My “special” boys are wonderful!!! I wouldn’t trade them for the world!!
They both have cage accommodations to help them and keep them safe from high falls.
The MBD gecko is my “poster-boy” at expos, teaching that baby-food is not a proper diet for cresties.
Just by being there and interacting with people he not only shows that handicapped animals have a place in the world, but shows better than any picture just how a poor diet can effect a pet’s life.
Thanks for loving these wonderful little guys. I have some special needs reptiles as well. Seg has three legs, but gets around fine. Jungle (as far as I can tell) has a genetic mutation equivalent to brittle bone disease in race horses. A gecko that recently passed from old age was almost completely blind.
I also have an iguana that is a rescue. He’s about 1/2 the size he should be, and is extremely defensive aggressive. These reptiles are some of the most rewarding animals that I have ever kept and I love them all dearly.
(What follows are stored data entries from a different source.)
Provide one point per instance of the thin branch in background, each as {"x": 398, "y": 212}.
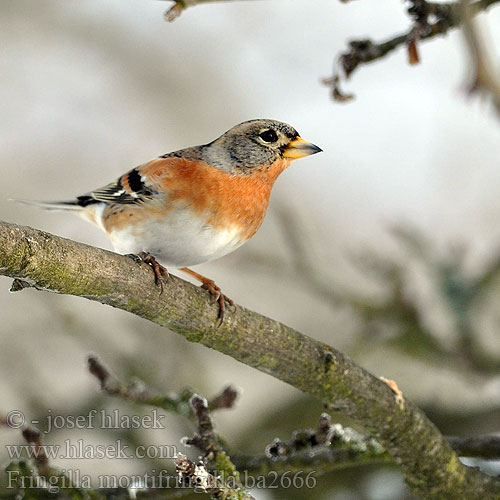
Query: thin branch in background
{"x": 44, "y": 477}
{"x": 137, "y": 392}
{"x": 180, "y": 5}
{"x": 198, "y": 477}
{"x": 486, "y": 77}
{"x": 429, "y": 20}
{"x": 304, "y": 439}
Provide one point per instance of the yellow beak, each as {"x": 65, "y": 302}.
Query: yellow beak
{"x": 300, "y": 148}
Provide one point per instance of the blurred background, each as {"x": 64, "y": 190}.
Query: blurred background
{"x": 387, "y": 245}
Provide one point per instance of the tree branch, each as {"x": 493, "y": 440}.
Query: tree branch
{"x": 430, "y": 20}
{"x": 430, "y": 466}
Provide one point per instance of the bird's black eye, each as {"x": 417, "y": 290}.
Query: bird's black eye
{"x": 268, "y": 135}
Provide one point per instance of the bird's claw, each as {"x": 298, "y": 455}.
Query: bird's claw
{"x": 218, "y": 296}
{"x": 160, "y": 272}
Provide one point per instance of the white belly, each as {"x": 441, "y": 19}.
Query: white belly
{"x": 179, "y": 240}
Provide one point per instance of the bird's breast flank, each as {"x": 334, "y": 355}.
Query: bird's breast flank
{"x": 224, "y": 200}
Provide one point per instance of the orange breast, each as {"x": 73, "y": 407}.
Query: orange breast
{"x": 222, "y": 199}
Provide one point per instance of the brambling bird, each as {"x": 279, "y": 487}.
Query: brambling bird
{"x": 196, "y": 204}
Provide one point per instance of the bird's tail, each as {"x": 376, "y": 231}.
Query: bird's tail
{"x": 73, "y": 205}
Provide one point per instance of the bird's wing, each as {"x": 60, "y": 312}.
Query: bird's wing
{"x": 132, "y": 187}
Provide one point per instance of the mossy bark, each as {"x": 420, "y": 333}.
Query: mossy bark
{"x": 430, "y": 466}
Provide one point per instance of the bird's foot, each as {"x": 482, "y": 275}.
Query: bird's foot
{"x": 160, "y": 272}
{"x": 214, "y": 290}
{"x": 219, "y": 297}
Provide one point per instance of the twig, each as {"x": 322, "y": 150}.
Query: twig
{"x": 429, "y": 20}
{"x": 137, "y": 392}
{"x": 486, "y": 78}
{"x": 430, "y": 466}
{"x": 180, "y": 5}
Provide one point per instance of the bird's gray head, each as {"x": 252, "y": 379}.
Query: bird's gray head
{"x": 256, "y": 144}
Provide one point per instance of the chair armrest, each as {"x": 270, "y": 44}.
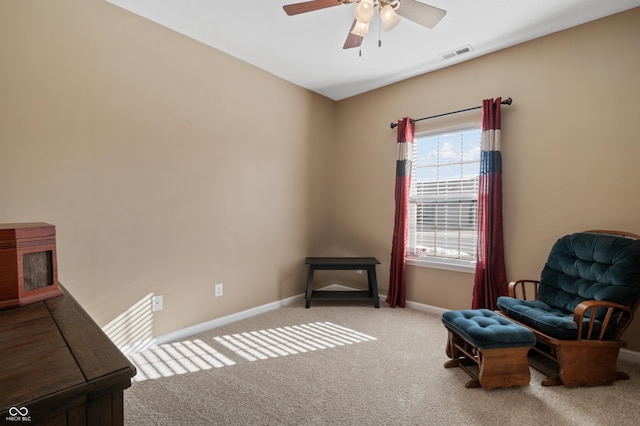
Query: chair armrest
{"x": 518, "y": 289}
{"x": 620, "y": 315}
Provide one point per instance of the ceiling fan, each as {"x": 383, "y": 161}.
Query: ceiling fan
{"x": 390, "y": 12}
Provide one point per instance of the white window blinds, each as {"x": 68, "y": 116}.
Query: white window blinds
{"x": 444, "y": 195}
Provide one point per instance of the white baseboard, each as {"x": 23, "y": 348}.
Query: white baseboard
{"x": 625, "y": 354}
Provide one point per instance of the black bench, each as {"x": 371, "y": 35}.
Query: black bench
{"x": 340, "y": 264}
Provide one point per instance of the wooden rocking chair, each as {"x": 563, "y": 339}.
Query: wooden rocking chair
{"x": 585, "y": 299}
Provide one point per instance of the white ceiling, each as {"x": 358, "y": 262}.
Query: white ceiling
{"x": 307, "y": 49}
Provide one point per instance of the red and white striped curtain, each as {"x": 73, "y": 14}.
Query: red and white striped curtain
{"x": 396, "y": 295}
{"x": 490, "y": 278}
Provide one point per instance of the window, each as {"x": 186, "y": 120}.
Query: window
{"x": 444, "y": 197}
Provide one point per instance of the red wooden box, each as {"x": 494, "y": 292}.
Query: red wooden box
{"x": 28, "y": 264}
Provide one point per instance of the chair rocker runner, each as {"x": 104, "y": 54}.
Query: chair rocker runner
{"x": 588, "y": 292}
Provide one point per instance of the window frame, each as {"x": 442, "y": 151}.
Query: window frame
{"x": 433, "y": 262}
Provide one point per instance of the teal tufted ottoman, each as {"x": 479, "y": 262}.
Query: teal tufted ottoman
{"x": 498, "y": 347}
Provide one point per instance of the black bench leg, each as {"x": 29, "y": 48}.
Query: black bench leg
{"x": 309, "y": 288}
{"x": 373, "y": 285}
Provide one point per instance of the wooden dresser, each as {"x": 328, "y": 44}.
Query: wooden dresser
{"x": 57, "y": 367}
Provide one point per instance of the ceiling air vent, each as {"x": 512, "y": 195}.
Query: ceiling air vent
{"x": 457, "y": 52}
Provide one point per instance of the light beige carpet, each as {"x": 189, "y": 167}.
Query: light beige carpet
{"x": 346, "y": 363}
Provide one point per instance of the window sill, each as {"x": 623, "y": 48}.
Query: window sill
{"x": 467, "y": 267}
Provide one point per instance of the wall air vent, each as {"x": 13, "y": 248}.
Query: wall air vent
{"x": 457, "y": 52}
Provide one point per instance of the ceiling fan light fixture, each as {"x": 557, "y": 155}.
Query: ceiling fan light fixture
{"x": 364, "y": 11}
{"x": 389, "y": 18}
{"x": 360, "y": 29}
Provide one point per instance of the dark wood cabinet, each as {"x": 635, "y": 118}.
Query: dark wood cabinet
{"x": 57, "y": 367}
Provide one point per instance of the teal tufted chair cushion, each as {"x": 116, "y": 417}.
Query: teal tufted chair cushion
{"x": 581, "y": 266}
{"x": 585, "y": 266}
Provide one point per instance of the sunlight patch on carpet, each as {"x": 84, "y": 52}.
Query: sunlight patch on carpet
{"x": 195, "y": 355}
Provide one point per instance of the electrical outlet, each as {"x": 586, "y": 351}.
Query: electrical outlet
{"x": 157, "y": 304}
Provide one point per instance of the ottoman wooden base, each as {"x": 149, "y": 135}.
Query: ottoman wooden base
{"x": 491, "y": 349}
{"x": 489, "y": 368}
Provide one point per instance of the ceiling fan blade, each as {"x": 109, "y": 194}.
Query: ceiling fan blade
{"x": 420, "y": 13}
{"x": 309, "y": 6}
{"x": 352, "y": 39}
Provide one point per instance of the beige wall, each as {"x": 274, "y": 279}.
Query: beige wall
{"x": 152, "y": 155}
{"x": 570, "y": 149}
{"x": 166, "y": 166}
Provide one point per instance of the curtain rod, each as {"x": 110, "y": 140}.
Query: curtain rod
{"x": 505, "y": 102}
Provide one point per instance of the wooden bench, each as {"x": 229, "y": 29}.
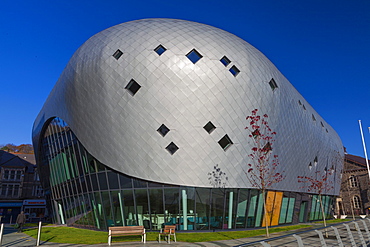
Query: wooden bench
{"x": 168, "y": 231}
{"x": 126, "y": 230}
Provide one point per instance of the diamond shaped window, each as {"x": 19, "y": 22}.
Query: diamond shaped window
{"x": 160, "y": 50}
{"x": 117, "y": 54}
{"x": 234, "y": 70}
{"x": 267, "y": 148}
{"x": 209, "y": 127}
{"x": 172, "y": 148}
{"x": 194, "y": 56}
{"x": 163, "y": 130}
{"x": 225, "y": 142}
{"x": 225, "y": 61}
{"x": 273, "y": 84}
{"x": 133, "y": 87}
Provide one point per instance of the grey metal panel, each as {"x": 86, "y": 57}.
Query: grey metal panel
{"x": 120, "y": 130}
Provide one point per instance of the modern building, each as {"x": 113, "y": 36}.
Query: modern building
{"x": 354, "y": 194}
{"x": 20, "y": 187}
{"x": 146, "y": 126}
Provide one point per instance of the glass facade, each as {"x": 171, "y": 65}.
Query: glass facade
{"x": 83, "y": 192}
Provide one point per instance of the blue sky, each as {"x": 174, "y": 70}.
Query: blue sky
{"x": 322, "y": 48}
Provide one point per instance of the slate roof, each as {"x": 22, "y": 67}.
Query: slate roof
{"x": 15, "y": 160}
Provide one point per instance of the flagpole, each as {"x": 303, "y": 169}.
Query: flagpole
{"x": 363, "y": 144}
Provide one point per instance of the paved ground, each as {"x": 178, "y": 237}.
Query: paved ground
{"x": 309, "y": 238}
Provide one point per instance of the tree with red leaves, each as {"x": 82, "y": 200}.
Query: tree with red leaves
{"x": 317, "y": 184}
{"x": 263, "y": 171}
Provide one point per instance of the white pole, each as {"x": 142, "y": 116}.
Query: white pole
{"x": 231, "y": 195}
{"x": 39, "y": 234}
{"x": 363, "y": 143}
{"x": 1, "y": 233}
{"x": 185, "y": 209}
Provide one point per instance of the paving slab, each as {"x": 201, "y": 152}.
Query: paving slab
{"x": 309, "y": 238}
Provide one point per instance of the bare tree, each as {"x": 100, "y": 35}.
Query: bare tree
{"x": 263, "y": 172}
{"x": 318, "y": 183}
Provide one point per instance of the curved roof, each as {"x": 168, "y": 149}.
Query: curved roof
{"x": 119, "y": 88}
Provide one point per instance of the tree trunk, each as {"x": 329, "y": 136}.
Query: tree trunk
{"x": 323, "y": 216}
{"x": 265, "y": 211}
This is great. At true gecko lover
I think its really great to help a special animal and thats why i got a leo who is blind in both eyes and limps because he has MBD and if i didnt get him they would of killed him.
This reminds me of the care I had to give my female anole in highschool. She ended up going blind so I had to hand feed mealworm innards (decapitated and squeezed) and pinhead crickets, as well as help her drink. I took care of her like that for about three months before she finally passed away.
Wow, you must really love your gecko to do all that. I hope that Sela can recover and lead a normal life.
I have a Leo who is 6 yrs old and is 6 inches long and 44 grams but getting better :). So nice to hear these stories of hope!